Benchmarking your application
We’ve tried to emphasize that the kind of solution you buy needs to be driven by the problem you are trying to solve. To do this, you’ll need to identify the application you need to solve your problem.
Once you’ve found the application that does what you need (this might be a really easy process if you’re already using a application for this kind of job and the vendor supports running the application on more than one processor at once), you’ll need to benchmark it in order to understand how it performs. Benchmarking is the process of testing out your application running the kind of problem that you are interested in solving — or one that closely approximates it — on the kind of hardware that you intend to buy. The performance of high performance computers, even small ones, is determined by the performance of all of the components working together. It’s virtually impossible to predict from looking at datasheets, vendor brochures, and sales presentations how a cluster will work on an application without testing it first. Sure an InfiniBand network is theoretically faster than gigabit Ethernet, but if your application isn’t communication bound then the extra money that InfiniBand costs might be better spent on memory.
Your HPC vendor or partner will be able to guide you through this process; just be sure you are satisfied that you have some real idea of how your application is going to perform before you buy.
Of course, this assumes that the application you’ll need is one you already have, or is one you can buy off the shelf. If not, then you’ll be developing (or paying someone to develop) an application that suits your needs. This can be a complex process that needs a lot of special skills on a parallel machine — if you aren’t already experienced in doing this, be prepared for a significant challenge. In any case, your development team can help you get a handle on the hardware that you’ll need to run your application.

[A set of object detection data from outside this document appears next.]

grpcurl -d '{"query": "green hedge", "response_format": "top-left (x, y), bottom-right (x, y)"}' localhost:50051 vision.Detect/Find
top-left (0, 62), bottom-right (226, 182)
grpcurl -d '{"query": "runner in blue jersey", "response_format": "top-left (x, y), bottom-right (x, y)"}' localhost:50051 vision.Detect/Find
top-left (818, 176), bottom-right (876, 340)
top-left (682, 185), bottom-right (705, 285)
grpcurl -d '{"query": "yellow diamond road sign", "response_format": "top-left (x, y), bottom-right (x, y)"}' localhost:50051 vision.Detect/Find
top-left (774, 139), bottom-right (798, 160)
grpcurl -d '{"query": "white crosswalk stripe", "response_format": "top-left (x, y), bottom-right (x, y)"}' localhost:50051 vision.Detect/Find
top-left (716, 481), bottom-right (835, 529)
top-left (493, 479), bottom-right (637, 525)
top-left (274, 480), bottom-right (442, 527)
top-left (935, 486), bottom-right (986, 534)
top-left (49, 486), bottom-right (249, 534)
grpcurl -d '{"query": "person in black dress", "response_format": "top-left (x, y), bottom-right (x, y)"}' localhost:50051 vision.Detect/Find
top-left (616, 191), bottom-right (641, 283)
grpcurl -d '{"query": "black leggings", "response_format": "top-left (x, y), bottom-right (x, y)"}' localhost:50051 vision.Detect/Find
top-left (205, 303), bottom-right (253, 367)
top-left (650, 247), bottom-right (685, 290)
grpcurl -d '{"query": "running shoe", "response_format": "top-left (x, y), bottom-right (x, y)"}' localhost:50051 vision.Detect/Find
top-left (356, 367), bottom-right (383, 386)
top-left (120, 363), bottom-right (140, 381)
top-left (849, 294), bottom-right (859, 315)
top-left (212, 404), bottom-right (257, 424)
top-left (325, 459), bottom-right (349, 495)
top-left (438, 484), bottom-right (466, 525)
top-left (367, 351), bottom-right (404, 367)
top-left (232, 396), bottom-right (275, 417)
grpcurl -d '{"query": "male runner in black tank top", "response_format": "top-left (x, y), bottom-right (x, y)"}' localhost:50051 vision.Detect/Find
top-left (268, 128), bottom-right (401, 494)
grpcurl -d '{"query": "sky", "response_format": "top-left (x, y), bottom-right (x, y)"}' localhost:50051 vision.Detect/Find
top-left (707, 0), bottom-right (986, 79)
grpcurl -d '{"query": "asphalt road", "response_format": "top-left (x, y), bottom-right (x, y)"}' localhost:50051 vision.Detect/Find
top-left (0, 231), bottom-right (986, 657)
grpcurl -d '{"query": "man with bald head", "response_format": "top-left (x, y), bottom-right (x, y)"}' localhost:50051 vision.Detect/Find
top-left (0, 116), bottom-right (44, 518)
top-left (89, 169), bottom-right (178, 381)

You can find more about how the various elements of a cluster (disk, processor, network, etc.) influence the performance of a cluster in HPC 101.
There is more to making it work
You are considering buying a high performance computer, so the performance of your application is clearly a key consideration, which is why we started with an emphasis on application benchmarking. But there are other factors you’ll want to include in your thinking.
For example, you may have a choice of operating systems that support your application: both Windows HPC Server and Linux are viable cluster operating systems, and there are others as well. The one you pick may impact the performance of your application, but it may also be driven by the IT environment in which you are going to put your cluster. Are you a Windows-only shop with no desire to (re)train an administrator for Linux? Then a cluster that supports Windows will be a factor in your decision making. Are familiarity with the cluster networking technology and cost more important than absolute performance on your application? Then running a standard (TCP/IP-based) cluster interconnect with gigabit Ethernet is something you’ll want to strongly consider.
The point is that you are buying a cluster as a tool to support your business. In some way, it has to make money for you, or you shouldn’t be buying it. Considering how your cluster will fit in with your current computer infrastructure and staff expertise (and the costs of doing something different, including training) must be a part of your process.